Sometimes we would meet on dry land. “How are you?” we’d ask, and “Nice to see you,” we’d say, and “Let’s get together sometime,” we’d offer, but you’d know that you would soon be returning to the sea. I knew that I would be, too, but I didn’t say anything, although I’d have liked your company along the way. We might have visited the corals, exclaiming at the beauty in a place that once had seemed so forsaken. We might have listened to a seashell, hearing in the roar of the waves some words of hope or guidance. We might just have floated quietly together, finding comfort in each other’s company and in the presence of the other sea creatures.

But we didn’t, not yet. I didn’t have the courage to ask, to say, to go. Maybe that was because I still hoped to return to dry land one day. After living undersea, would I again live on solid dry ground, breathing in the air and the sun? Could I? And did I want to, that was the question.

Maybe I kept quiet for your sake, you who had always cared and wanted only happiness for me, so that you wouldn’t know that I had, after all, come to join you undersea.

And you? You didn’t know to ask, to say, to invite, because you’d last seen me there among the trees and the flowers, in the wind or the rain or even the snow, but certainly not underwater.
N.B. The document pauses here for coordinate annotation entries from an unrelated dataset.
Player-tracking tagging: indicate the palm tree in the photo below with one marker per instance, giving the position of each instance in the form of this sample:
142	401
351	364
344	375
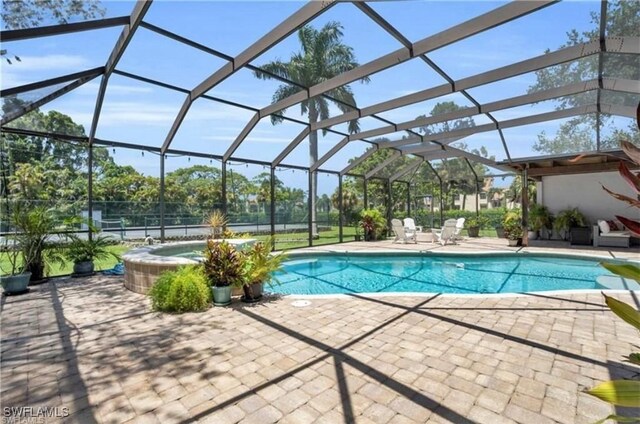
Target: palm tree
323	56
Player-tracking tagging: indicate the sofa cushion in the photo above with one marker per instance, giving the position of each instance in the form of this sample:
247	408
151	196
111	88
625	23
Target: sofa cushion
618	234
613	226
604	226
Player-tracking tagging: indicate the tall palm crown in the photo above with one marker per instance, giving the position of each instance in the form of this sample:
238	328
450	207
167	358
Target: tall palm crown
323	56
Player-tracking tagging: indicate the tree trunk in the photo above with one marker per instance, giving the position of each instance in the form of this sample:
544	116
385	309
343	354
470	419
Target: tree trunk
313	158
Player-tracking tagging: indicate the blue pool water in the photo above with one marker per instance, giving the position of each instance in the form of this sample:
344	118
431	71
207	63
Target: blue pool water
331	274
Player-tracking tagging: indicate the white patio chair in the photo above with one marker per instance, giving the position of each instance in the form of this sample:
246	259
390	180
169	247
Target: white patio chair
411	226
447	233
402	234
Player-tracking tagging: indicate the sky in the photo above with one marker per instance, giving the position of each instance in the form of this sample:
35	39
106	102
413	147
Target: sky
139	113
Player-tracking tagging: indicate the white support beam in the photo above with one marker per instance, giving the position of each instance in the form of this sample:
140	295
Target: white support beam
388	161
329	154
8	117
403	171
618	110
532	119
630	45
305	14
357	161
243	134
496	17
296	141
525	99
137	14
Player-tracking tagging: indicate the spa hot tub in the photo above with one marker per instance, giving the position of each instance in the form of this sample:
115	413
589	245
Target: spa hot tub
143	265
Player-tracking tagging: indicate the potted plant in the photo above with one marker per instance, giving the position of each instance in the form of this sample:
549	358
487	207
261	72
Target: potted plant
539	218
217	222
83	252
474	224
17	278
514	232
35	231
225	268
358	236
568	219
373	224
261	265
512	224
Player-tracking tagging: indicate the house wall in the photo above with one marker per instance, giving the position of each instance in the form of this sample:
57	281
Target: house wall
584	191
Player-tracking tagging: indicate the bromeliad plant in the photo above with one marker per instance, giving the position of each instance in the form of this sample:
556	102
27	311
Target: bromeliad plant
224	266
373	224
217	221
261	265
624	392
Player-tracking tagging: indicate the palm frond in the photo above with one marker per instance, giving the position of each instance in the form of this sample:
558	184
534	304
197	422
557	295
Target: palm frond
345	95
276	67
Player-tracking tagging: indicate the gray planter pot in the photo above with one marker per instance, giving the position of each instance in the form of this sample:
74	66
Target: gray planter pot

We’d never spoken the language of the sea. The backdrop of our friendship wasn’t the picture of waving reeds and shifting sunlight, and while we had always walked together, we’d never swum.

Now you were swimming and so was I; we could swim together. So when I returned to the sea, I didn’t hide among the reeds. I didn’t watch, and I didn’t admire. I darted out from the secure privacy of the shadows, leaving the darkness behind. “Let’s go see the corals,” I said.

We both knew the way. And when we stopped to listen to a seashell, I heard the echo of His guarantee: that although a fish can’t breathe on dry land, He won’t let it drown in the sea.